A series of recent incidents has underscored the grim and rising toll that the US-led occupation is inflicting upon the Afghan people.

Two women and a young girl were killed, and two others were wounded when NATO troops opened fire April 30 on a car in the southern Afghan city of Kandahar.

A spokesman for the Afghan authorities said that the occupation troops were defusing a roadside bomb when the car approached and failed to halt after a warning shot.

Witnesses to the incident disputed this version, however, saying that the foreign troops were conducting house-to-house raids in the area and opened fire on the vehicle without any warning.

The killings came a day after angry demonstrators took to the streets throughout eastern Nangarhar province to protest a Wednesday night raid on the home of an Afghan lawmaker in which US troops shot her brother-in-law dead.

The legislator, Safiya Sidiqi, was not at home during the raid. She said that her brother-in-law, who was visiting, thought the compound was being attacked by bandits and left his room with an old hunting rifle, when he was cut down by US troops.

“I was afraid of Taliban, and now I can say the Americans are the enemy of the women of Afghanistan,” she said.

The top US commander in Afghanistan, Gen. Stanley McChrystal, had announced orders last January restricting night raids because of the high number of civilian casualties that they have inflicted. Under the new rules of engagement, Afghan puppet forces were supposedly to take the lead when houses were entered.

Other members of the household, however, said that there was no evidence of Afghan troops when some 80 US soldiers entered the compound, rounding up 15 family members, including women and children, and handcuffing and blindfolding them.

The US military claimed that the operation was aimed at catching a “Taliban facilitator” in the area, but no such person was apprehended.

The incident confirmed charges that McChrystal’s earlier order was for show, and that the night raids and their attendant slaughter of innocents continue unabated.

In a separate development, the French military acknowledged Thursday that its troops had killed four children in an April 6 missile attack.

Warnings from top US and NATO officials suggest that the bloodletting will escalate sharply in the coming weeks and months.

Gen. David Petraeus, the head of the US Central Command, which is responsible for the wars in both Afghanistan and Iraq, warned that there would be “tough moments in the weeks and months ahead” in the city of Kandahar, where the US-led occupation is mobilizing some 23,000 troops for an offensive expected to begin next month.

Excusing in advance the carnage that this US-led offensive will entail, he claimed that it would be the fault of the Afghan resistance, which he said was “going to take horrific actions to disrupt the progress that Afghan and coalition and military elements are working so hard to achieve.”

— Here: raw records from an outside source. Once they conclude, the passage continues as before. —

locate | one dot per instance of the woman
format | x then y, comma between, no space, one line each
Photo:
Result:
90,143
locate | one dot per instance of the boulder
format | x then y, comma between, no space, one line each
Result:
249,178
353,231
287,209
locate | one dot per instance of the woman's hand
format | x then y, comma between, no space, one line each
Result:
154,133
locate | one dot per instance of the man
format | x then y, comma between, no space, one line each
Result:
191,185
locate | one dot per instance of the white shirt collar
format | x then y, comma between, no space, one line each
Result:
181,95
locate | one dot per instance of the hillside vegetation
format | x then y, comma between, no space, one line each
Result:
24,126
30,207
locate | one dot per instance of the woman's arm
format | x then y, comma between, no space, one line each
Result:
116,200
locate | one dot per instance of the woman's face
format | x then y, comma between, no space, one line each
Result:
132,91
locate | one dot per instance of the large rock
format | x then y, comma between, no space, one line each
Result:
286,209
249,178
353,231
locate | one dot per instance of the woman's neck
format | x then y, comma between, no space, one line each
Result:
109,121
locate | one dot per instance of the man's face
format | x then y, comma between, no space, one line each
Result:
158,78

Concern over rising violence in the city as well as the urban combat that the occupation’s offensive will entail, the United Nations shut down its Kandahar headquarters and withdrew its entire staff from the city.

Petraeus appeared to be providing another justification for the coming bloodshed, claiming that Kandahar was the city in which the terrorist attacks on New York City and Washington were prepared in 2001.

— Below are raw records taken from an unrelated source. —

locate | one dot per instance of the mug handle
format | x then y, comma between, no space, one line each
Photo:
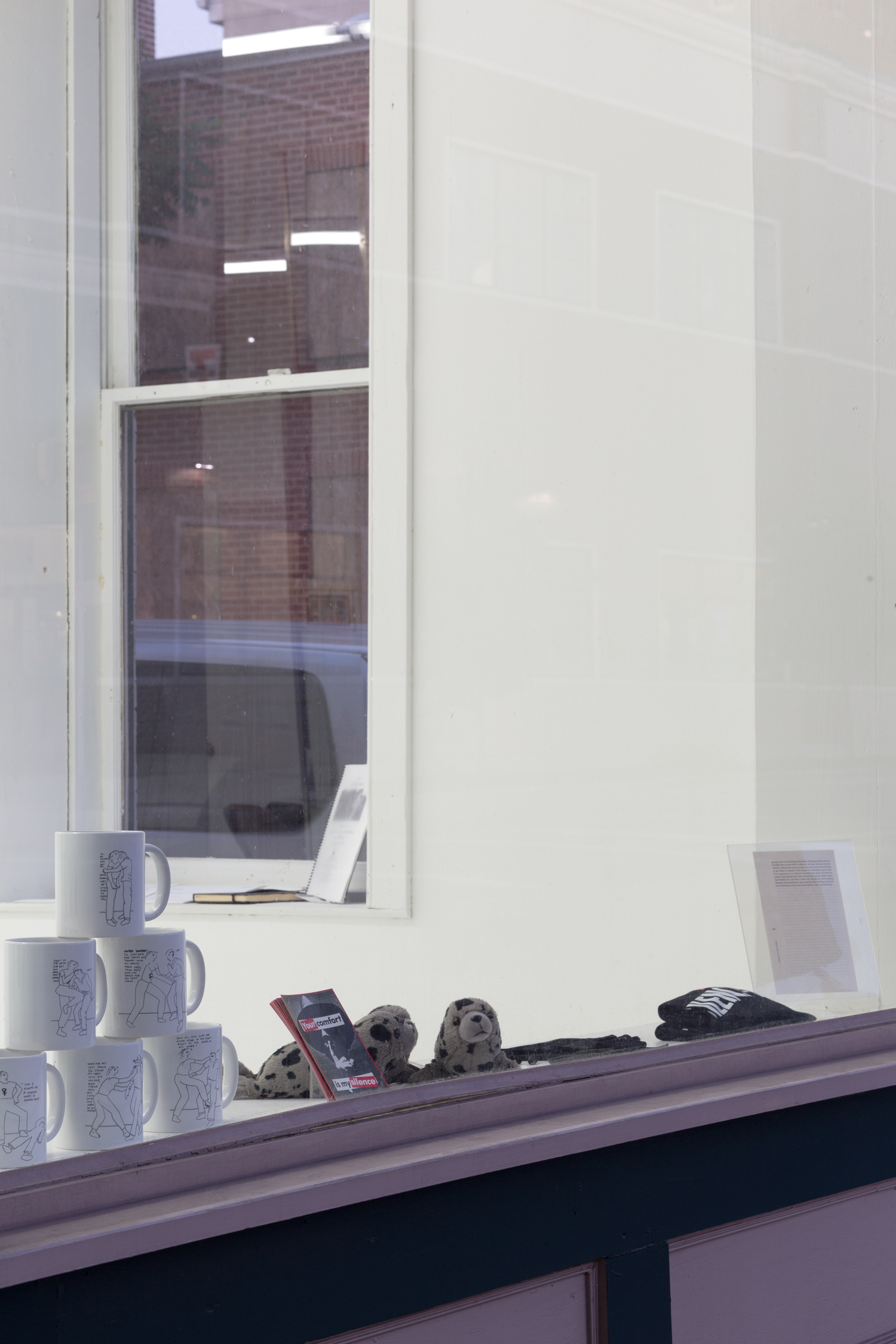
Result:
101,980
163,882
151,1108
231,1066
197,976
60,1103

A similar note was sounded by NATO’s senior civilian official in Afghanistan, Mark Sedwill, the former British ambassador to the country. He warned that the coming period would be “very tough” for the occupation forces and insisted, “We cannot allow judgment of success to be the absence of casualties.”

Sedwill predicted that the US-led forces would be involved for up to four more years in combat operations in Afghanistan and would remain in the country for up to 15 years more training and “mentoring” Afghan puppet forces.

The military “surge” ordered by Obama is expected to be in complete by August, with some 100,000 US troops deployed in Afghanistan, up from 32,000 when he took office.

The message contained in the Pentagon’s grim report, however, appears to be that US military commanders want still more American soldiers and Marines thrown into the colonial-style war.